National Assembly for Wales

Health and Social Care Committee

 

Inquiry into the progress made to date on implementing the Welsh Government’s Cancer Delivery Plan

 

Evidence from Standing Welsh Committee of the Royal College of Radiologists – CDP 33

 

2 April 2014

 

Committee Clerk

Health and Social Care Committee

National Assembly for Wales

Cardiff Bay CF99 1NA

 

Dear Sir

 

Response of Royal College of Radiologists Standing Welsh Committee to the National Assembly for Wales' Health and Social Care Committee Inquiry into progress made to date on implementing the Welsh Government’s Cancer Delivery Plan

 

The Standing Welsh Committee (SWC) of the Royal College of Radiologists represents the specialties of Clinical Radiology and Clinical Oncology within Wales. The majority of Oncologists and Radiologists working in Wales are Fellows of the College. We would make specific observations as follows, based on our consultation with colleagues in Wales.

 

1.      The Standing Welsh Committee of the Royal College of Radiologists supports the aims of the Welsh Cancer Delivery Plan (CDP.) This sensibly takes a patient and population centred approach to the different stages of the Cancer Pathway. The aspirations are appropriate.

2.       The importance of public health, early diagnosis, rehabilitation and survivorship, and the role of the third sector are recognised. Whilst there are clear targets for cancer management in secondary care, this is put into overall context rather than dominating. That is likely to be helpful in encouraging the production of integrated and balanced programmes.

3.      The production by individual LHBs and NHS Trusts of their own local annual CDPs and Cancer Annual Reports (CAR) is, overall, felt to have been a useful exercise. It allows for tailoring and prioritising for local needs, which will vary. Existing programmes can be included into the larger delivery plans. 
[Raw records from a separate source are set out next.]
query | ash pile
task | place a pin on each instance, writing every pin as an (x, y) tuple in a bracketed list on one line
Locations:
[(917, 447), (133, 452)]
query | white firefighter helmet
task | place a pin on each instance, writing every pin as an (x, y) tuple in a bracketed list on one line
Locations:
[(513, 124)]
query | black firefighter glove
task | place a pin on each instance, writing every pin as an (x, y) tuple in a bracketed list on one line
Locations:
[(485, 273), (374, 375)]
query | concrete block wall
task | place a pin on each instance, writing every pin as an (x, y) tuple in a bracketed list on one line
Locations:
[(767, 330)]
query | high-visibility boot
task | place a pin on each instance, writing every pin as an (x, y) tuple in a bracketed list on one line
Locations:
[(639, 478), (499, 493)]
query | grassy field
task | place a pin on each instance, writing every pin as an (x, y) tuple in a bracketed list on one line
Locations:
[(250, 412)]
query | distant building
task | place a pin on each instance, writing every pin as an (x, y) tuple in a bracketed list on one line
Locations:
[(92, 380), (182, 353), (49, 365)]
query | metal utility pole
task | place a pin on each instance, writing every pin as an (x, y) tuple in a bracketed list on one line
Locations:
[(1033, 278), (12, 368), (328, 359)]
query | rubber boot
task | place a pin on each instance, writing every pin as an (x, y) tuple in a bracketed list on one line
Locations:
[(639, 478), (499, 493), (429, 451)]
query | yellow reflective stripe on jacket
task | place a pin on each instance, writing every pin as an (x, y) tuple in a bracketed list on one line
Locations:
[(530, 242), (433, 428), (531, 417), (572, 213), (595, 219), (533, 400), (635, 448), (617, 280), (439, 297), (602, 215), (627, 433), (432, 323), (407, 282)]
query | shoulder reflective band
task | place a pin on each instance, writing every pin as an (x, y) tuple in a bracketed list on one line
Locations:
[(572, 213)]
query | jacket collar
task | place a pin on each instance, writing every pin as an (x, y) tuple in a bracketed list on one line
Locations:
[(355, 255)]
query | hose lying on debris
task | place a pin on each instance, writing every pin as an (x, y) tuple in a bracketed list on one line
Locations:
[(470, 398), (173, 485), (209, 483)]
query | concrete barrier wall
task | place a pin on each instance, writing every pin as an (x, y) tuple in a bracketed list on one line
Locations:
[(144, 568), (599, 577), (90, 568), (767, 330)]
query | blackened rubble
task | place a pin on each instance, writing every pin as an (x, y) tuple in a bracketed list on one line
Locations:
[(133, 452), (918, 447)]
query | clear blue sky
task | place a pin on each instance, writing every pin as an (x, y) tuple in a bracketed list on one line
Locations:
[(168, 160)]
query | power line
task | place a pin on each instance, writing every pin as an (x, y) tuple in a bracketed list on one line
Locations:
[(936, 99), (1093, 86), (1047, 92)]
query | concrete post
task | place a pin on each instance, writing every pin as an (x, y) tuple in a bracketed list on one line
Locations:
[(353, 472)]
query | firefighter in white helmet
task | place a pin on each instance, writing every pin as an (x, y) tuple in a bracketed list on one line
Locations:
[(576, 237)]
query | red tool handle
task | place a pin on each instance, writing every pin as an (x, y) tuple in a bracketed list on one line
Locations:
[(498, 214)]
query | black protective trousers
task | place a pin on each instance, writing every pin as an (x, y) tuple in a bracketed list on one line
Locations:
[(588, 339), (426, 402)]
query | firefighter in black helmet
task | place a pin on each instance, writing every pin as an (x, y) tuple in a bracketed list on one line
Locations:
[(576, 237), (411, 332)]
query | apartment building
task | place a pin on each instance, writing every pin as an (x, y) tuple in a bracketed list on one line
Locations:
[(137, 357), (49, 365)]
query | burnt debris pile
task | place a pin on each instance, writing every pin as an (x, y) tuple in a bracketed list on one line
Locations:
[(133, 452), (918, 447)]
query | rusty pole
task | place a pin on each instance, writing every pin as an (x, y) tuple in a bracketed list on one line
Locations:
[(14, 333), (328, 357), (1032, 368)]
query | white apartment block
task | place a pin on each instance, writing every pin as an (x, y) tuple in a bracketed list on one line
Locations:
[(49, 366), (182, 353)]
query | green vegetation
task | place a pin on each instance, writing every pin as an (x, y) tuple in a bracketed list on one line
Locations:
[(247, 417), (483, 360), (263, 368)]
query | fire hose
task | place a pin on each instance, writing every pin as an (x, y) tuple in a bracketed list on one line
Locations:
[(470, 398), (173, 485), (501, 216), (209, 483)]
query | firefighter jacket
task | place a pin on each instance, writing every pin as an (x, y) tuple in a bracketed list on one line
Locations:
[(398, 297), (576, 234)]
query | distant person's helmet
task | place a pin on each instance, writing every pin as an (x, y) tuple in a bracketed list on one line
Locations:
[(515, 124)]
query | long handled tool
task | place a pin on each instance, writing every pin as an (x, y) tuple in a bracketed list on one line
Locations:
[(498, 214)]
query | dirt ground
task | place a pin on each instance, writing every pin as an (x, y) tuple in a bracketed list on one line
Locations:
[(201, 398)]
4.      The CDP is ambitious, which is a good thing. It is multifaceted, and addresses some very complex problems. It is unlikely that all of the targets will be met by 2016. The health of populations is slow to change. Changes to hospital infrastructure and staffing take time. Some of the challenges are organisational, and some are undoubtedly financial. The current financial climate will influence this, and a pragmatic and long term view is necessary.

5.      Funds are mainly used effectively and probably give value for money. The current level of funding for cancer services in Wales is inadequate. There is inequity of access to appropriate treatments. Better funding may improve the efficiency of the CDP.

There are disparities across Wales in ability to access certain treatments. A significant proportion of this is due to geographical location – for instance patients living further away from radiotherapy centres may choose to have non breast- conserving surgery, to avoid the 3 weeks radiotherapy.  Whilst there is no easy solution, the perceived barriers to travel need to be broken down e.g. access to hostel accommodation, transport arrangements etc. The local MDTs need to ensure patients are fully aware of the reasons why some treatments may not be available locally.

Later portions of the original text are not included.